What is limited is the amount of resources we can cheaply get access to in the short run. Similarly while landfill space is practically unlimited, there's a limit to how much our various ecosystems can take, if we just dump our garbage and emissions into them directly.
The latter aspect encompasses eg releasing CO2 into the atmosphere. But also putting plastics in the ocean, where it might do real damage. (As compared to having the plastic sit around in a land fill.)
The earth as a giant ball of matter is an interesting geological phenomenon, but our concern is more the earth as a viable biosphere, which, as you note, is a much more constrained system, and that seems to be the set of constraints we haven’t internalized yet.
I mean, I think it’s a distinction without a difference, is the problem - yes, the biosphere exchanges material with the rest of the ball of mud, but that, for all intents and purposes, is a closed system, and so things like its ability to draw down carbon, or dilute pollutants, or break down plastics, are constrained beyond where we apparently thought they were. Per the notion of landfill mining, that also puts constraints on how effective we can be there - how much energy we can commit to that, what level of wastage or side effects we can accept. We’ve had a philosophy that all problems will be solved in the future by technological developments, but our timelines don’t seem to be lining up right now.

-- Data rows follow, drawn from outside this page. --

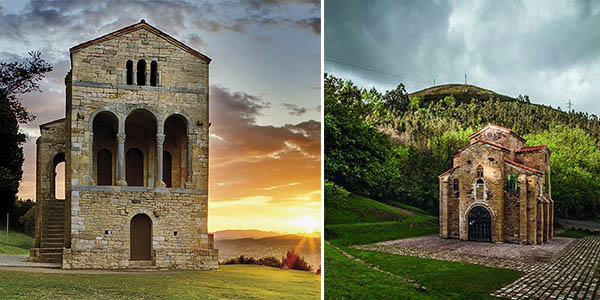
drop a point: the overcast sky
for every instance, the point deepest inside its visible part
(264, 94)
(549, 50)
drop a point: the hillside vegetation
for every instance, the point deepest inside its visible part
(392, 146)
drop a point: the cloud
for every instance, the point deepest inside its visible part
(549, 51)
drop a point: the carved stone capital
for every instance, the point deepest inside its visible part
(160, 138)
(191, 138)
(121, 138)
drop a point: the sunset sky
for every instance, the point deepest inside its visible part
(264, 93)
(545, 49)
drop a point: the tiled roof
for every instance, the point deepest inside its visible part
(497, 126)
(449, 171)
(532, 148)
(514, 163)
(134, 27)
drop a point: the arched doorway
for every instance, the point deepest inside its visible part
(480, 225)
(134, 164)
(140, 238)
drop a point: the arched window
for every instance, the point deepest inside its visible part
(104, 167)
(129, 66)
(177, 146)
(105, 126)
(153, 73)
(455, 187)
(141, 72)
(134, 164)
(167, 169)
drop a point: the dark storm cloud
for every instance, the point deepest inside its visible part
(548, 50)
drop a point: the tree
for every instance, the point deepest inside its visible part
(16, 78)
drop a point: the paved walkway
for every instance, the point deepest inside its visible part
(574, 275)
(13, 260)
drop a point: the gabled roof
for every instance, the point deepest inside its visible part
(533, 148)
(497, 127)
(522, 166)
(449, 171)
(52, 122)
(137, 26)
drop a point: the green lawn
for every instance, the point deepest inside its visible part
(359, 209)
(18, 243)
(348, 279)
(228, 282)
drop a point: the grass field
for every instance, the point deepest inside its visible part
(18, 243)
(348, 279)
(228, 282)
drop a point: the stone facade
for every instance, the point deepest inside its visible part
(498, 190)
(132, 95)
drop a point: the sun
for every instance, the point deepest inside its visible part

Ecosystems have _finite capacity_ to cope with what we throw at them (and still be useful to us in the broadest sense).
The qualification in parens is just there to take care of the objection that no matter how hard we try, we won't be able to eradicate all life on earth with current technology. But we can make life pretty miserable for humans with current technology.
The benefit to us doesn't have to be in any monetary sense. Just the satisfaction of knowing there's a beautiful forest would count.
On net, we are radiating about as much energy into space as we are getting from the sun.
(Even the worst scenarios of global warming are rounding errors compared to the energy of the sun that hits the earth every day.)
In any case, 'closed system' specifically refers to matter. Energy is allowed in or out. Compare https://en.wikipedia.org/wiki/Isolated_system and see the little graphic on the top right.
That era is mostly over, due to the convergence of everything into smartphones. The 1990s were the peak period for minor electronic junk, powered by round connectors with no standard for voltage, current, polarity, or pin size. The 1990s brought the Furby, Tickle Me Elmo, and a flood of R/C controlled toys.
You can still buy lots of these toys and minor electronic junk. But many of them nowadays at least standardise on USB for power or charging (otherwise, it's mostly AA or AAA batteries).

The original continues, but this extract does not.